Mateo went to get his stuff and Jane took a stroll down the ER hallway, gait purposeful so people would assume she was on official business.

She needed to see Levi for herself and know he was okay on top of lucky. Because actually, thinking about it, it would just be just plain rude to not check in . . .

He wasn’t in any of the ER bays. Wasn’t in Imaging either. She found him in a patient room, hooked up to an IV, asleep. “Thanks for saving my life,” she said softly. “I owe you one.”

He didn’t give so much as an eye flicker, so she turned to go and . . . bounced off Mateo’s chest.

He gave her a long look as he shrugged out of his jacket and wrapped it around her shoulders. He didn’t say anything, not on the walk out of the hospital and not when they walked across the snowy, slippery parking lot to his car. On the heavily foot–trafficked path, the thick layer of newly fallen wet snow crunched beneath her feet, giving away slightly with each step like a sponge. A few snowflakes drifted down from the sky utterly silently, looking innocuous, landing on her head. She tilted up her face, feeling them settle on her eyelashes, gentle as a kitten’s kiss, making her marvel at the difference between this morning’s weather and yesterday’s.

He turned on the engine and cranked the heat to high, aiming the vents at her before finally pulling out of the lot.

They stopped at the Cake Walk, which was Sunrise Cove’s local bakery. Jane was convinced the place was actually heaven on earth. She quickly grabbed Charlotte’s favorite muffin and coffee, and then they got on the road again.

Slowly. God, so painfully slowly. She looked over at Mateo. “You know, for a guy who works in the ER, moving at the speed of light all day long, you drive like a grandma.”

“You’re just panicked because you want to beat Charlotte home so you can shower and get to bed before she indeed freaks over what happened to you and then mothers you to death.”

“Yes! Join my panic, won’t you?”

He laughed and turned onto their street. Then he stopped laughing. “Uh-oh.”

“Uh-oh? What uh-oh?” She leaned forward, trying to peer out at the bright morning, but she didn’t have her sunglasses. Sun on snow glare was the absolute worst. “You know I don’t like uh-oh.”

Mateo pointed to the car in front of them.

Charlotte’s.

Shit. Jane sank down low into her seat. “Just park and get out of the car and leave me in here. I’ll sneak out once she’s inside.”

Mateo made chicken sounds.

“Oh, like you’re in the clear. You’re still totally in the doghouse with her for clearing our driveway of snow in that last storm.”

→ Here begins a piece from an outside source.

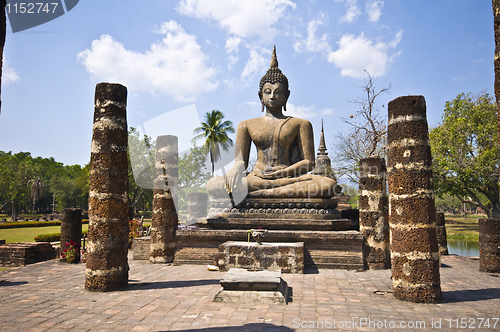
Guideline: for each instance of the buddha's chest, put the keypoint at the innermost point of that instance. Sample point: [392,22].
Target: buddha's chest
[268,133]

“Yeah, and maybe you can explain that to me. She actually put the snow back.”

Jane laughed at his confused expression. Men were slow sometimes. “She doesn’t like to accept help. She’s . . . stubborn.”

“Takes one to know one.”

Okay, true. Jane was incredibly stubborn. She knew this about herself. She wasn’t sorry. “Just don’t let her see me.”

Mateo’s and Charlotte’s houses shared a driveway that split off at the top to two different parking areas. There was enough room for two lanes of cars at the top, but Mateo stopped right next to Charlotte’s car.

“Wow,” Jane said, still scrunched down low, out of sight. “Seriously?”